I’ve had the pleasure of growing up with two older sisters by my side since the day I was born. There’s a bit of sarcasm in that sentence because yes, sisters are like permanent best friends, but they’re not always rays of sunshine. We tend to fight, a lot, but I’m truly blessed to have them in my life regardless. My sisters have taught me more than they realize. One of the many gifts they’ve given me is the ability to not take things too personally. I’ve learned this through their uncanny way of being brutally honest when I need to hear it. I know they’ve made comments to me because they care, and I’ve learned to take their comments as constructive criticism instead of as personal attacks. Not taking things personally is not the easiest task in the world; I struggle with it every day, but what my sisters have taught me makes it easier, and I’d like to share them here with you.
1. “A tiger doesn’t lose sleep over the opinions of sheep” – Unknown
After quite an embarrassing mishap in a Chemistry lab, I was upset over comments made by other students in the room. I called my sister to talk about it, and her advice brought me out of my gloom. She very bluntly told me that I wasn’t a “science” person but hey, I tried my best doing the experiment, and that’s all that mattered. I shouldn’t care what the kids said; I hardly knew them anyway. What can I say? She was absolutely right. Realizing whose opinions matter gives you control, and it’s empowering to know that you have that choice of who influences your life. Think about it: How many people have a true impact on the way you feel, think, and behave? Your answer probably includes some of your family, best friends, and maybe a professor. The number is rather small compared to the amount of people you interact with on a daily basis. So why should a negative comment (intended or unintended) by someone you barely know, influence your thoughts?
2. “You are what you practice most.” –Richard Carlson
My sisters and I are completely different people. We all have opposite personalities, likes, and dislikes. I swear if we didn’t look like triplets, I wouldn’t believe we were related. The differences between us have taught me to reflect on the type of person I truly am. I think reflection is one of the most important skills to practice in life. Knowing your strengths, weaknesses, and characteristics can be one of the best tools in not taking comments personally. If you know yourself, you’ll know whether comments from others are an honest reflection of who you are. This takes practice, though! You live and you learn, that’s how you begin to know yourself.
3. “Every second that you spend on doubting your worth, every moment that you use to criticize yourself; is a second of your life wasted, is a moment of your life thrown away.”- C. Joybell C.

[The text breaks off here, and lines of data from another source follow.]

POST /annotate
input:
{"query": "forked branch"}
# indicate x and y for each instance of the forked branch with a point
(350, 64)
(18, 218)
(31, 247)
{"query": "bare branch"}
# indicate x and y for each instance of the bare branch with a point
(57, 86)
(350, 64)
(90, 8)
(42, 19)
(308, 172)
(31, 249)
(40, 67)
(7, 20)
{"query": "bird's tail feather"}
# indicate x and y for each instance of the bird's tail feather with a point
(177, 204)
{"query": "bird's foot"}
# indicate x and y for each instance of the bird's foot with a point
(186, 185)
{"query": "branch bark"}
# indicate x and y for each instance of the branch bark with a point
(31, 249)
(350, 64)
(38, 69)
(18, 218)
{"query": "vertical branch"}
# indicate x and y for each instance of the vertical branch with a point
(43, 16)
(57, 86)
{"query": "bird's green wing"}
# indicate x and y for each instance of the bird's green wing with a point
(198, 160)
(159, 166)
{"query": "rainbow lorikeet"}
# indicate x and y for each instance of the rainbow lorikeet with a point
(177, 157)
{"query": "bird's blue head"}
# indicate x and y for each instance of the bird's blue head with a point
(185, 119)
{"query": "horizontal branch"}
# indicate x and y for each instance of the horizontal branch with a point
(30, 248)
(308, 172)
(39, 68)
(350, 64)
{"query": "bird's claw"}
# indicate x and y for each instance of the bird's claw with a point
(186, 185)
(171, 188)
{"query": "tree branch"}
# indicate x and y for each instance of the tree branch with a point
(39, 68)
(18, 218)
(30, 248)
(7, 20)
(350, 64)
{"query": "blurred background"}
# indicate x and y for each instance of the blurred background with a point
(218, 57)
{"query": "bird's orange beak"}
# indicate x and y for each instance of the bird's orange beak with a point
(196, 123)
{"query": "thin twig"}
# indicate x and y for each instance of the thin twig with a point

Fashion can be quite the issue between my sisters and me. Different likes means different styles. Regardless of differences, I will ask their opinions on outfits, makeup, and hairstyles. When one says that they love it, the other says they hate it. Despite their opinions, they’ve reassured me that I need to go with what I like best and am confident in. They’ve taught me a sense of self, and that self worth comes from within. This happens when you realize you should not take negative opinions personally and to take compliments with a grain of salt. Everyone loves compliments, but a self-esteem based on the opinions of others will inevitably crumble. No one is perfect, forgive yourself for your flaws and love yourself for who you are.